Execute Rscript img/draw.sim.R to produce summaries under img/output.

  • params-sim-run.json is created according to img/output/best-sim-tuning.tex
  • To create parameter template, execute the following command
python -m circa.experiment params > default.json

Toolbox

CIRCA is designed as a toolbox with a set of interfaces.

Basic

Each root cause analysis algorithm is separated into two steps, namely graph construction and scoring.

The graph construction step should implement circa.graph.GraphFactory. GraphFactory.create takes data for analysis (an instance of circa.model.case.CaseData) and timestamp (float) when the algorithm is triggered. The output is a graph (an instance of circa.model.graph.Graph) for the fault under analysis.

The scoring step contains a sequence of scorers (instances of circa.alg.base.Scorer). Scorer.score of each scorer needs the following information:

  • The graph produced in the graph construction step,
  • data for analysis (an instance of circa.model.case.CaseData),
  • timestamp (float) when the algorithm is triggered, and
  • (optional) output of the previous scorer.

Scorer.score will generate a mapping from a node in the input graph to its score (circa.alg.base.Score). The design of the scorer sequence enables reusing scorers, i.e., two algorithms can share one scorer as a common step. Note that a scorer may drop some nodes in the input graph, performing as a filter.

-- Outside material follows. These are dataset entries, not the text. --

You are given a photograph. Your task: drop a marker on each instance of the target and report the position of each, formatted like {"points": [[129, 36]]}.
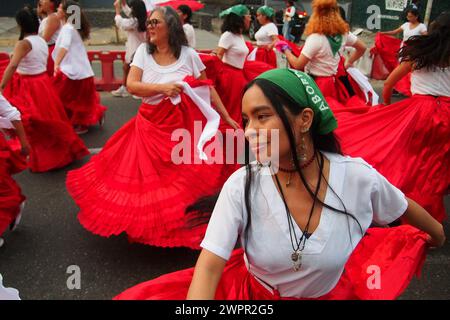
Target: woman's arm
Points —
{"points": [[395, 76], [358, 53], [418, 217], [22, 48], [207, 274], [136, 87], [53, 24], [219, 105]]}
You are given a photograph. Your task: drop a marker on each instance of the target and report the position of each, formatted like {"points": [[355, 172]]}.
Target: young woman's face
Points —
{"points": [[411, 17], [262, 125], [157, 28]]}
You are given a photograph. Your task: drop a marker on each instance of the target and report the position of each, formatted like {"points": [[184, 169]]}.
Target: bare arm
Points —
{"points": [[136, 87], [22, 48], [207, 274], [219, 104], [421, 219], [395, 76], [361, 48]]}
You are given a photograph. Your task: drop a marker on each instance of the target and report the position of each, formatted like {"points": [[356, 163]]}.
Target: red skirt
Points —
{"points": [[50, 62], [80, 99], [407, 142], [267, 56], [54, 143], [10, 194], [133, 185], [398, 252]]}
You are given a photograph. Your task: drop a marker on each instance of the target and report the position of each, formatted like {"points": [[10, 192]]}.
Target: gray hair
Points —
{"points": [[177, 37]]}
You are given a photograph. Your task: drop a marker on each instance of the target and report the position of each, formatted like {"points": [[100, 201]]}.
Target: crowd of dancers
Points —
{"points": [[351, 183]]}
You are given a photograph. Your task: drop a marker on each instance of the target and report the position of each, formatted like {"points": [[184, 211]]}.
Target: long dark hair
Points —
{"points": [[177, 37], [85, 26], [139, 11], [28, 21], [199, 213], [430, 51], [233, 23]]}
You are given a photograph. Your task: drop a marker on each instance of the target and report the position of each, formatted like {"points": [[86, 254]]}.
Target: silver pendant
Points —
{"points": [[296, 261]]}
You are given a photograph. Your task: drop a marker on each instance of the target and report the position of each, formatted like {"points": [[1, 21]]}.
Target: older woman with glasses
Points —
{"points": [[141, 182]]}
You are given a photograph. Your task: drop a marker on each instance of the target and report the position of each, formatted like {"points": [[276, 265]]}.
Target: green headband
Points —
{"points": [[302, 88], [238, 9], [266, 10]]}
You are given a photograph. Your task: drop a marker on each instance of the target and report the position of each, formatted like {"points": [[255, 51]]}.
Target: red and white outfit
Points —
{"points": [[327, 69], [408, 141], [264, 38], [134, 184], [51, 45], [264, 269], [134, 37], [10, 194], [75, 81], [53, 141]]}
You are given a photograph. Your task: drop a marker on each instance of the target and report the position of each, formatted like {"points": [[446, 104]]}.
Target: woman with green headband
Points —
{"points": [[299, 212], [267, 36]]}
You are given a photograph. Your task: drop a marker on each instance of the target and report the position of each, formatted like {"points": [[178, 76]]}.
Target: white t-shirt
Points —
{"points": [[190, 34], [435, 83], [317, 49], [417, 31], [42, 27], [134, 37], [75, 65], [265, 34], [236, 49], [35, 62], [366, 194], [189, 64]]}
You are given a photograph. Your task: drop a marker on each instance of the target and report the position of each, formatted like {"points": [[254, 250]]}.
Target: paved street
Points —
{"points": [[35, 258]]}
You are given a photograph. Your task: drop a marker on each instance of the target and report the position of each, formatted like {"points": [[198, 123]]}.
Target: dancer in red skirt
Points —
{"points": [[302, 214], [327, 34], [49, 29], [27, 86], [137, 184], [266, 36], [409, 140], [11, 198], [74, 77]]}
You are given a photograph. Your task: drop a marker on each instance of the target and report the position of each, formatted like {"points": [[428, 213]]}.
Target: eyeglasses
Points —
{"points": [[152, 23]]}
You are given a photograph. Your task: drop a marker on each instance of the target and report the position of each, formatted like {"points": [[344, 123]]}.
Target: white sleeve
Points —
{"points": [[388, 202], [139, 56], [312, 46], [227, 220], [125, 24], [196, 62], [66, 37], [350, 39], [226, 40], [7, 110]]}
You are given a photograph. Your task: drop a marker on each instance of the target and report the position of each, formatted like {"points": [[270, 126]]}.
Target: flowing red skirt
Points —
{"points": [[267, 56], [407, 142], [80, 99], [398, 252], [10, 194], [134, 186], [54, 143], [50, 62]]}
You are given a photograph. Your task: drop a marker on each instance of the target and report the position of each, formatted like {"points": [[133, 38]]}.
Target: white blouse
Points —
{"points": [[236, 49], [366, 194], [75, 65], [264, 35], [188, 64], [435, 83], [322, 62]]}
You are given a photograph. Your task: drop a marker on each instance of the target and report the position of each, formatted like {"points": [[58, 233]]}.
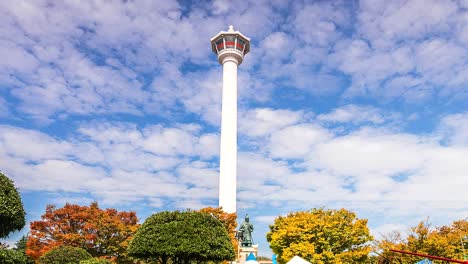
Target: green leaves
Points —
{"points": [[65, 255], [182, 237], [320, 236], [12, 215]]}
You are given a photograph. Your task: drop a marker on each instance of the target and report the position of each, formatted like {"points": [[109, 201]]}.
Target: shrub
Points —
{"points": [[96, 261], [12, 215], [182, 237], [11, 256], [65, 255]]}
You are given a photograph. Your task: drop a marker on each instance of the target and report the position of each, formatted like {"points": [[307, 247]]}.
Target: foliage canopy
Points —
{"points": [[12, 215], [444, 241], [95, 261], [12, 256], [320, 236], [65, 255], [101, 232], [229, 221], [181, 237]]}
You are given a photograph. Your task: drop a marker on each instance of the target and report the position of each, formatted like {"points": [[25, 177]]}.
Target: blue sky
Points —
{"points": [[355, 104]]}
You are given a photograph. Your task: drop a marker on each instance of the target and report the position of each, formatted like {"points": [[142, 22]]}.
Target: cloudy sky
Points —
{"points": [[355, 104]]}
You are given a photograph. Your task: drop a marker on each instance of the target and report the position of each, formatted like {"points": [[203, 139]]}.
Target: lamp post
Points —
{"points": [[230, 47]]}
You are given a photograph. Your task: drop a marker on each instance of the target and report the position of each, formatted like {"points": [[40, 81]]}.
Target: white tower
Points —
{"points": [[230, 46]]}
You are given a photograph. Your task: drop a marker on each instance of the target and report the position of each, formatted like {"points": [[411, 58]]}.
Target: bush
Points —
{"points": [[96, 261], [182, 237], [65, 255], [11, 256], [12, 215]]}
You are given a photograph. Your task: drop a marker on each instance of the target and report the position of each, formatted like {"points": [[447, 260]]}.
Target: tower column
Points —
{"points": [[230, 47], [228, 153]]}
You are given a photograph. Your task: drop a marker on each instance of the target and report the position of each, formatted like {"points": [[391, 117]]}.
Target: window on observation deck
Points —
{"points": [[230, 42], [220, 44], [240, 44]]}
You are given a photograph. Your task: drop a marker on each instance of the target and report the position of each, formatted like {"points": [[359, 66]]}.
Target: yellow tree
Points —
{"points": [[320, 236]]}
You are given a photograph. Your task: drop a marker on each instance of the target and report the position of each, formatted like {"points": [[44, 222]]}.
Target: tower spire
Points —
{"points": [[230, 47]]}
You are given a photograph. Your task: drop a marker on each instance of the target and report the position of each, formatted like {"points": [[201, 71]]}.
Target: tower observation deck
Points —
{"points": [[230, 47]]}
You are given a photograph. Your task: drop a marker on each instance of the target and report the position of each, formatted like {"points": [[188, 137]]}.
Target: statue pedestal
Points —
{"points": [[245, 251]]}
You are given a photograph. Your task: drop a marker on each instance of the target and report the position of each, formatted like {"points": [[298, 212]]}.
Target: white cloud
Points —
{"points": [[354, 114], [296, 141], [455, 129], [116, 162], [262, 121]]}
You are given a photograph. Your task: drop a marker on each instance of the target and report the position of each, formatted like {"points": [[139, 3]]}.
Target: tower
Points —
{"points": [[230, 46]]}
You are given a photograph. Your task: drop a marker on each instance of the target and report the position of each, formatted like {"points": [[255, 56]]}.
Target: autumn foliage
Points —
{"points": [[320, 236], [101, 232], [444, 241]]}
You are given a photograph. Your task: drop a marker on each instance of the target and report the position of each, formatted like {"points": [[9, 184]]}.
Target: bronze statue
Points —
{"points": [[245, 233]]}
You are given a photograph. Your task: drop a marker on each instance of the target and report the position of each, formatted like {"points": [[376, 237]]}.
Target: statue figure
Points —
{"points": [[245, 232]]}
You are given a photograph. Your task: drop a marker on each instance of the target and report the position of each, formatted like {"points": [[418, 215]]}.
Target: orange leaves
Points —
{"points": [[320, 236], [102, 232]]}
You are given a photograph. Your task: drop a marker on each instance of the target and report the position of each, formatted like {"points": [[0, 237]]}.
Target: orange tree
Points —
{"points": [[101, 232], [320, 236], [445, 241]]}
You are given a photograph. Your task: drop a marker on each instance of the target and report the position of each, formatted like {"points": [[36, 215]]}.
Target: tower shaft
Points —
{"points": [[230, 47], [228, 153]]}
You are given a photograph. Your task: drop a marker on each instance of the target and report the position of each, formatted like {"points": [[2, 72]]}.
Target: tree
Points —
{"points": [[95, 261], [12, 215], [444, 241], [229, 221], [98, 231], [320, 236], [12, 256], [182, 237], [65, 255]]}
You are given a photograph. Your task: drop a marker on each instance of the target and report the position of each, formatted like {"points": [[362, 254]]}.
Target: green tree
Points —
{"points": [[95, 261], [12, 215], [320, 236], [65, 255], [12, 256], [182, 237]]}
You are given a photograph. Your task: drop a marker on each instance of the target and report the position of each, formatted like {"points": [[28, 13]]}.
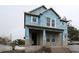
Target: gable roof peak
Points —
{"points": [[37, 8]]}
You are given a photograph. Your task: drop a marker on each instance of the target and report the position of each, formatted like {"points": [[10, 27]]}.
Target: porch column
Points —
{"points": [[27, 42], [44, 37], [61, 34]]}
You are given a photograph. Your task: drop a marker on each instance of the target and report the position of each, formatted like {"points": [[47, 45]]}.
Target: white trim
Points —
{"points": [[55, 22], [32, 20]]}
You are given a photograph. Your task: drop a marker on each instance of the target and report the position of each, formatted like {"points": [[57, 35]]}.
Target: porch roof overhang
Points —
{"points": [[47, 28]]}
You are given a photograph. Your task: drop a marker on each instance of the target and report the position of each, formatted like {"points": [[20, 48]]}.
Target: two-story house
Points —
{"points": [[44, 26]]}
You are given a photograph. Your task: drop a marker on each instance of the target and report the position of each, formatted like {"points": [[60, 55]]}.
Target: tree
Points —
{"points": [[73, 33]]}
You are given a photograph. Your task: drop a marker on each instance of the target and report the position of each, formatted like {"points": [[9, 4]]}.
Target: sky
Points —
{"points": [[12, 15]]}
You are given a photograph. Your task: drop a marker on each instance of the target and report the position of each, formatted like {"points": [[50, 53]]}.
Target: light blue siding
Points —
{"points": [[42, 21]]}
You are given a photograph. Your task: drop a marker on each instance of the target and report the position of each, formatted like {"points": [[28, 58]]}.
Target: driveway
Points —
{"points": [[74, 48], [5, 48]]}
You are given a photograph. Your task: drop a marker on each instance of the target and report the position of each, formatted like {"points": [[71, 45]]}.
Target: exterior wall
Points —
{"points": [[38, 11], [43, 21]]}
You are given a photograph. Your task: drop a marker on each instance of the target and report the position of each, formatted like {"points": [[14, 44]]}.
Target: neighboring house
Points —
{"points": [[45, 27]]}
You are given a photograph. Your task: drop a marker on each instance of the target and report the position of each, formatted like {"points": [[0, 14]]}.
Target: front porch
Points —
{"points": [[44, 37]]}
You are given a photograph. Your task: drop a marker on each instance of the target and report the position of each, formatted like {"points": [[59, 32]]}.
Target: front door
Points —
{"points": [[53, 40], [34, 38]]}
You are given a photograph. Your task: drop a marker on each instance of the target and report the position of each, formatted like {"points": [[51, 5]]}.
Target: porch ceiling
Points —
{"points": [[47, 28]]}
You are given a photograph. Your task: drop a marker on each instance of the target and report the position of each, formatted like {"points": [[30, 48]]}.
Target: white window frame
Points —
{"points": [[54, 23], [33, 21]]}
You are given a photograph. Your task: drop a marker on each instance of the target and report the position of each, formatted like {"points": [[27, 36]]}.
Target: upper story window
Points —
{"points": [[48, 21], [53, 23], [63, 23], [34, 19]]}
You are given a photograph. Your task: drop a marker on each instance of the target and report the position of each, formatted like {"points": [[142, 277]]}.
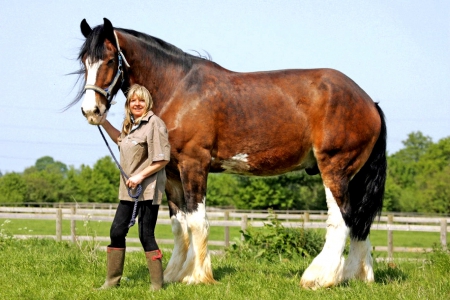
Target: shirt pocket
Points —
{"points": [[135, 147]]}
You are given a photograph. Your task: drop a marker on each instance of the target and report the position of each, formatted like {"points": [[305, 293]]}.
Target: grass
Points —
{"points": [[48, 227], [45, 269]]}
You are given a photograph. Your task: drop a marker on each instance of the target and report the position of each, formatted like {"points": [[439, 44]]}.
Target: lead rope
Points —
{"points": [[138, 188]]}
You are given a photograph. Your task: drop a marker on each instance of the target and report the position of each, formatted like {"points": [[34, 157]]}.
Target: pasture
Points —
{"points": [[45, 269]]}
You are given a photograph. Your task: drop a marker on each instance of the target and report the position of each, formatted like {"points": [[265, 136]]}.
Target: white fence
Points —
{"points": [[227, 219]]}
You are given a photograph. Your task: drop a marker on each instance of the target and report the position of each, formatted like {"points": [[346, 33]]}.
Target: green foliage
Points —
{"points": [[45, 269], [417, 181], [418, 176], [13, 188], [275, 242]]}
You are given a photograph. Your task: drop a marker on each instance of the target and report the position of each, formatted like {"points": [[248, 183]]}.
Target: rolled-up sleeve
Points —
{"points": [[160, 147]]}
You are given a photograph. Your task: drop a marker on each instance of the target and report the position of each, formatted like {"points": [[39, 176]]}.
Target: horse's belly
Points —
{"points": [[272, 162]]}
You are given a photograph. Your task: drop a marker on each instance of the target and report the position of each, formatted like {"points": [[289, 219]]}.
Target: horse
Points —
{"points": [[259, 124]]}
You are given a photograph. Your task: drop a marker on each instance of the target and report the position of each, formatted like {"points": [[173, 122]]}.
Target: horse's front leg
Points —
{"points": [[197, 266], [328, 267], [175, 198]]}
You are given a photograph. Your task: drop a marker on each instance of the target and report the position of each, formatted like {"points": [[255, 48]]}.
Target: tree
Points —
{"points": [[295, 190], [97, 184], [12, 188]]}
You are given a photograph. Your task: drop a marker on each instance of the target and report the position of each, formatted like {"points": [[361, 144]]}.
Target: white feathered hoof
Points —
{"points": [[322, 273]]}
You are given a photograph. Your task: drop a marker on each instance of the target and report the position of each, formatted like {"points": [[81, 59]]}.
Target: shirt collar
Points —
{"points": [[144, 119]]}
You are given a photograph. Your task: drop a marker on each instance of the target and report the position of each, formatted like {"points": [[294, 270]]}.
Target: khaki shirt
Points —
{"points": [[147, 143]]}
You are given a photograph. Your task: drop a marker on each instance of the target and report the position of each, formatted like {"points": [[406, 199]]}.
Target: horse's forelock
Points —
{"points": [[93, 46]]}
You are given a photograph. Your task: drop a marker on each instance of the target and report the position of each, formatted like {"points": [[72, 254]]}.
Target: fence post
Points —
{"points": [[73, 232], [444, 233], [58, 224], [227, 230], [390, 237], [306, 217], [243, 225]]}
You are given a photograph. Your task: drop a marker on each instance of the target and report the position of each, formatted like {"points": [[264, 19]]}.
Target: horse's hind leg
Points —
{"points": [[327, 268], [359, 262], [197, 266], [179, 229]]}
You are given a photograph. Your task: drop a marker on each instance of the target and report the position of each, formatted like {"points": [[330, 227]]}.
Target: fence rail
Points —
{"points": [[227, 218]]}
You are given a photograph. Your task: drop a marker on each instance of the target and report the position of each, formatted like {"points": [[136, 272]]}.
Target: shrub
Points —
{"points": [[275, 242]]}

circa.alg.common provides some common utilizations. For example, circa.alg.common.Model combines a graph factory and a sequence of scorers as a whole with optional names. Model.analyze will forward data and timestamp for them and produce an ordered sequence of scores. circa.alg.common.evaluate will further evaluate a model with a set of cases (instances of circa.model.case.Case, each of which combines data and the corresponding answers).

"""
An example showing the basic usage of CIRCA
"""
from collections import defaultdict
from typing import Dict
from typing import Sequence
from typing import Tuple

import networkx as nx
from sklearn.linear_model import LinearRegression

from circa.alg.ci import RHTScorer
from circa.alg.ci.anm import ANMRegressor
from circa.alg.common import Model
from circa.graph.common import StaticGraphFactory
from circa.model.case import CaseData
from circa.model.data_loader import MemoryDataLoader
from circa.model.graph import MemoryGraph
from circa.model.graph import Node


latency = Node("DB", "Latency")
traffic = Node("DB", "Traffic")
saturation = Node("DB", "Saturation")
# circa.model.graph.MemoryGraph is derived from circa.model.graph.Graph
graph = MemoryGraph(
    nx.DiGraph(
        {
            traffic: [latency, saturation],
            saturation: [latency],
        }
    )
)

# 1. Assemble an algorithm
# circa.graph.common.StaticGraphFactory is derived from circa.graph.GraphFactory
graph_factory = StaticGraphFactory(graph)
scorers = [
    # circa.alg.ci.RHTScorer is derived from circa.alg.common.DecomposableScorer,
    # which is further derived from circa.alg.base.Scorer
    RHTScorer(regressor=ANMRegressor(regressor=LinearRegression())),
]
model = Model(graph_factory=graph_factory, scorers=scorers)

# 2. Prepare data
mock_data = {
    latency: (10, 12, 11, 9, 100, 90),
    traffic: (100, 110, 90, 105, 200, 150),
    saturation: (5, 4, 5, 6, 90, 85),
}
mock_data_with_time: Dict[str, Dict[str, Sequence[Tuple[float, float]]]] = defaultdict(
    dict
)
for node, values in mock_data.items():
    mock_data_with_time[node.entity][node.metric] = [
        (index * 60, value) for index, value in enumerate(values)
    ]
data = CaseData(
    # circa.model.data_loader.MemoryDataLoader is derived from
    # circa.model.data_loader.DataLoader, which manages data with configurations
    data_loader=MemoryDataLoader(mock_data_with_time),
    sli=latency,
    detect_time=240,
    lookup_window=4,
    detect_window=2,
)

# 3. Conduct root cause analysis one minute after a fault is detected
print(model.analyze(data=data, current=data.detect_time + 60))

Advanced

circa.experiment supports comparison among models and parameter exploration, as mentioned for the simulation study. To conduct experiments with your own dataset, start from the following code named example.py. Execute python -m example -s run-new --output-dir output/test --report-dir report/test and find the report in report/test/report.csv. Find more command line parameters with python -m example -h.

"""
An example showing the advanced usage of CIRCA
"""
import argparse
import logging
import os
from typing import List

from circa.experiment import comparison
from circa.experiment.comparison.models import get_models
from circa.experiment.__main__ import get_parser
from circa.graph.structural import StructuralGraph
from circa.model.case import Case
from circa.utils import silence_third_party


BASE_DIR = os.path.abspath(os.path.dirname(__file__))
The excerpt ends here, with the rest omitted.